Prediction of Part of Speech Tags for Punjabi using Support Vector
Machines
Dinesh Kumar1 and Gurpreet Josan2
1Department of Information Technology, DAV Institute of Engineering and Technology, India
2Department of Computer Science, Punjabi University, India
Abstract: Part-Of-Speech (POS) tagging
is a task of assigning the appropriate POS or lexical category to each word in
a natural language sentence. In this paper, we have worked on automated
annotation of POS tags for Punjabi. We have collected a corpus of around 27,000
words, which included the text from various stories, essays, day-to-day
conversations, poems etc., and divided these words into different size files
for training and testing purposes. In our approach, we have used Support Vector
Machine (SVM) for tagging Punjabi sentences. To the best of our knowledge, SVMs
have never been used for tagging Punjabi text. The result shows that SVM based
tagger has outperformed the existing taggers.
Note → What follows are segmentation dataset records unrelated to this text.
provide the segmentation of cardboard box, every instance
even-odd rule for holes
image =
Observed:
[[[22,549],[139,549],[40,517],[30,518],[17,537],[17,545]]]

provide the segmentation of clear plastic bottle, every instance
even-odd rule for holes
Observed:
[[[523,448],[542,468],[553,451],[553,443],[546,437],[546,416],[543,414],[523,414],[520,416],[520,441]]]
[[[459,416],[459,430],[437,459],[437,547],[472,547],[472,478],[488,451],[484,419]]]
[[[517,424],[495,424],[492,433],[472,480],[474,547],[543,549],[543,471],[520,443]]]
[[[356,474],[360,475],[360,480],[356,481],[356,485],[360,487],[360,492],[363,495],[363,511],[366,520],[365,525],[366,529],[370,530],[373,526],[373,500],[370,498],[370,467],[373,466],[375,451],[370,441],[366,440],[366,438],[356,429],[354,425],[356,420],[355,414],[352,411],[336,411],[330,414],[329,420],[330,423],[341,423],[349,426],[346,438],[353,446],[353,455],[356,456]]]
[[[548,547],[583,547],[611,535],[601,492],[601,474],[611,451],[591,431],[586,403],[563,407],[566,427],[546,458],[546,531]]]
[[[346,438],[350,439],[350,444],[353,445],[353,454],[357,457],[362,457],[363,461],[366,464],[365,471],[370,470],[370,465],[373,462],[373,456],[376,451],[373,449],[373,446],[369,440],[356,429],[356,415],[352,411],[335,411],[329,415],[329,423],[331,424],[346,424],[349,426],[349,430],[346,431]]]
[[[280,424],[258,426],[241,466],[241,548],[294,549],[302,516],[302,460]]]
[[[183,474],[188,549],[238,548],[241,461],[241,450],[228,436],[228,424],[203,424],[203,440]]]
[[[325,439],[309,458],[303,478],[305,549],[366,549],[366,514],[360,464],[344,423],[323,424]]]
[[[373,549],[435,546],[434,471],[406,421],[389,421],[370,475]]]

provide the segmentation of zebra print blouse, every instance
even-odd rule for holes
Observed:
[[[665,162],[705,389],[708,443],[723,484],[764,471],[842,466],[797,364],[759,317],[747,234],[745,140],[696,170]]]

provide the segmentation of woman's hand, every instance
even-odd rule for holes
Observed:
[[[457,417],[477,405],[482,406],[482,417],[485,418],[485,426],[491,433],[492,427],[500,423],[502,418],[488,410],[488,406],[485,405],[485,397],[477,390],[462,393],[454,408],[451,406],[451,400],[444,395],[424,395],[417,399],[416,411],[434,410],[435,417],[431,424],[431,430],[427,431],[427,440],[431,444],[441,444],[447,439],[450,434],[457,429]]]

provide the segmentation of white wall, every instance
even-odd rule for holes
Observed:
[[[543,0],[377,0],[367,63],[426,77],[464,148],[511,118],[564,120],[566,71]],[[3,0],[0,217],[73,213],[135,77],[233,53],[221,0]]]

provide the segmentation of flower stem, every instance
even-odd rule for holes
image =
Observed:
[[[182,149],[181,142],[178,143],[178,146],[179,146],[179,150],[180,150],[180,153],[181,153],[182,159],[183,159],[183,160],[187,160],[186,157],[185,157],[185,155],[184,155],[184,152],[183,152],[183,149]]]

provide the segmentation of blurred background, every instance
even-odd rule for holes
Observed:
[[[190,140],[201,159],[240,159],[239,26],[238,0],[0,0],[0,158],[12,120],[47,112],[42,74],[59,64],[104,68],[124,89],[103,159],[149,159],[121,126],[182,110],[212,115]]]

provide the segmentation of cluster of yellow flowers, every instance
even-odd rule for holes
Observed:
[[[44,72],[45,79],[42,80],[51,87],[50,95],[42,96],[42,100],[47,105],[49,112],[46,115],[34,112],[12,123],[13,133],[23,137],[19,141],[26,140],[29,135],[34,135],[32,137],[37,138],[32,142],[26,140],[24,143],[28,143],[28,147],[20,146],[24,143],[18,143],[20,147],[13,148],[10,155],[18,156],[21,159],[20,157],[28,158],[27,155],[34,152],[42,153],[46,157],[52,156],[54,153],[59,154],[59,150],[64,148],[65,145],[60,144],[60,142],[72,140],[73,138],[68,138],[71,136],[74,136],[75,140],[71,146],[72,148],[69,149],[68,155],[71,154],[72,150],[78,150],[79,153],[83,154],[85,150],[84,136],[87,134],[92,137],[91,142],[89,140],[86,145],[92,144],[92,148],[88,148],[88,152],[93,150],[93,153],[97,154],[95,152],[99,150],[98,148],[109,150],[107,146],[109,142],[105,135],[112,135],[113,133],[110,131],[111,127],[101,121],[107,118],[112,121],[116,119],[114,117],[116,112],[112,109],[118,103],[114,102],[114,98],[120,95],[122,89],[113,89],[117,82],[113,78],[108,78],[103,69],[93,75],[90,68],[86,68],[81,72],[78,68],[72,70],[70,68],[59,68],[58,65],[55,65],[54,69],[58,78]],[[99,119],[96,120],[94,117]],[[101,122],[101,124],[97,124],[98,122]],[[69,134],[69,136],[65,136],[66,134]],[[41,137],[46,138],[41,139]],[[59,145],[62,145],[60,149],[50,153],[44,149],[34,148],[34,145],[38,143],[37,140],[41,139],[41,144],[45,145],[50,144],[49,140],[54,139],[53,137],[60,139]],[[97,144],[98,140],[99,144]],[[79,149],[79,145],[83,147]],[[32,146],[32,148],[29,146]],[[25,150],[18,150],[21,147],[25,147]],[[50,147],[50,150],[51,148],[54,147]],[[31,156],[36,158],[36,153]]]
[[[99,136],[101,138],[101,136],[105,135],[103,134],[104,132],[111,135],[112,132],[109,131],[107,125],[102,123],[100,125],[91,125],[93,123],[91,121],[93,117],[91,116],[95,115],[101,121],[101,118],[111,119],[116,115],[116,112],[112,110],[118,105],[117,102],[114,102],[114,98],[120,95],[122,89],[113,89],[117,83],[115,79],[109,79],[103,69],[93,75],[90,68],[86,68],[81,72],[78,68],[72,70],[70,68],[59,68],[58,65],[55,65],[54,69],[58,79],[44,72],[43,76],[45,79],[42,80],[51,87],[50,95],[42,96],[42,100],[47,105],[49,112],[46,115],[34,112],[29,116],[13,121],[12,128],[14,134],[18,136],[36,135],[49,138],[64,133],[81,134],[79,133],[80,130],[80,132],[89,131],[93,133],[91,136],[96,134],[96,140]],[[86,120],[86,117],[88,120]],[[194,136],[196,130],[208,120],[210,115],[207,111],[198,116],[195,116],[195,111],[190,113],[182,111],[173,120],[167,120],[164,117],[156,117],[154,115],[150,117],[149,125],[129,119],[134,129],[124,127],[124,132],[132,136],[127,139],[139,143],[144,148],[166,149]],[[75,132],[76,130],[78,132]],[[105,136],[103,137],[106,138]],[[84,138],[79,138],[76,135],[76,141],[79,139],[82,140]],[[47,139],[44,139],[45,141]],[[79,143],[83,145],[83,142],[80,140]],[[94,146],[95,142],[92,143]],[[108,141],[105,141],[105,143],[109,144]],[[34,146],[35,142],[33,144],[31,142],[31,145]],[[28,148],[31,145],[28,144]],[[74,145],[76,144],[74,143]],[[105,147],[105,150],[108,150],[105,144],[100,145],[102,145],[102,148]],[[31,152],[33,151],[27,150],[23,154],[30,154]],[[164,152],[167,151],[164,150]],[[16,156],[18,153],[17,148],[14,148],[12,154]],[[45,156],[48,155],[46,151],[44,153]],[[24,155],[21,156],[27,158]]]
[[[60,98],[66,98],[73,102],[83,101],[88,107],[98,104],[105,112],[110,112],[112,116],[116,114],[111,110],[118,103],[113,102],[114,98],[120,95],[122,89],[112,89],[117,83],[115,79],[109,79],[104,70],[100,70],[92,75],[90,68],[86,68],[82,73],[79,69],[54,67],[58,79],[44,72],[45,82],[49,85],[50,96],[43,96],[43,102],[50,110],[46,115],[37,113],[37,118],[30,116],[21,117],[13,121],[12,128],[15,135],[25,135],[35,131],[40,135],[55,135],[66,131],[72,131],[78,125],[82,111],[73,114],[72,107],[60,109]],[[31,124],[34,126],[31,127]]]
In the existing POS taggers of
Punjabi, the accuracy of POS tagging for unknown words is less than that for
known words. But in our proposed tagger, high accuracy has been achieved for
unknown and ambiguous words. The average accuracy of our tagger is 89.86%,
which is better than the existing approaches.
Keywords: POS tagging, SVM,
feature set, vectorization, machine learning, tagger, punjabi, indian languages.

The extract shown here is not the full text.